The Union of Musicians and Allied Workers launched back in May, when they demanded COVID-19 aid in letter to Congress. The group is now turning their attention to streaming giant Spotify, as part of the “Justice at Spotify,” which calls for drastic changes to the company’s business model. Artists such as Downtown Boys, King Gizzard and the Lizard Wizard, Ted Leo, Empress Of’s Lorely Rodriguez, Moor Mother, Zola Jesus, Palehound, Deerhoof, Jay Som, Frankie Cosmos, WHY?, Sad13, Fugazi’s Guy Picciotto, Sheer Mag, Ezra Furman, Amber Coffman and more than 4,000 others have already signed the letter.
The union is asking for a per-stream royalty rate of at least one cent, paid via a user-centric payment model, transparency in contracts and deals with labels, with some of, the elimination of pay-to-play arrangements on Spotify’s curated playlists, listed credits for all labor involved in recordings and an end to lawsuits targeting artists.

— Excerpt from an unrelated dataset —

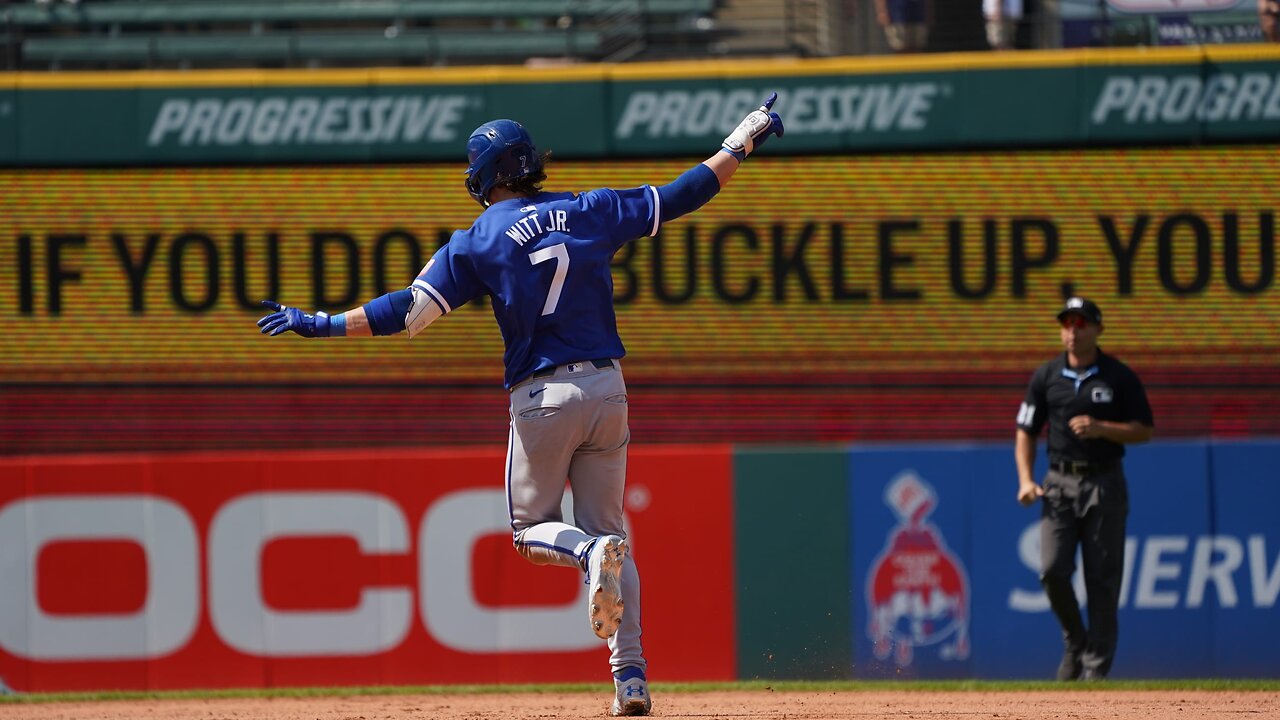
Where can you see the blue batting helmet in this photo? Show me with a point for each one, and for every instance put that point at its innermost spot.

While Spotify currently pays artists on a per-stream basis, this comes from a pro rata system to assign portions of the total royalty pool to rights holders. A user-centric model would require the approval of the major labels, Sony BMG, Universal Music Group and Warner Music Group, who currently secure monthly advances from Spotify over the rights of their catalogues, through dealings which are often done in secret.
This letter comes on the heels of Spotify CEO Daniel Ek’s comments that artists not being paid enough via streaming was a “narrative fallacy.” These comments were condemned across the industry by artists such as Neko Case, Fucked Up, Zola Jesus and Massive Attack.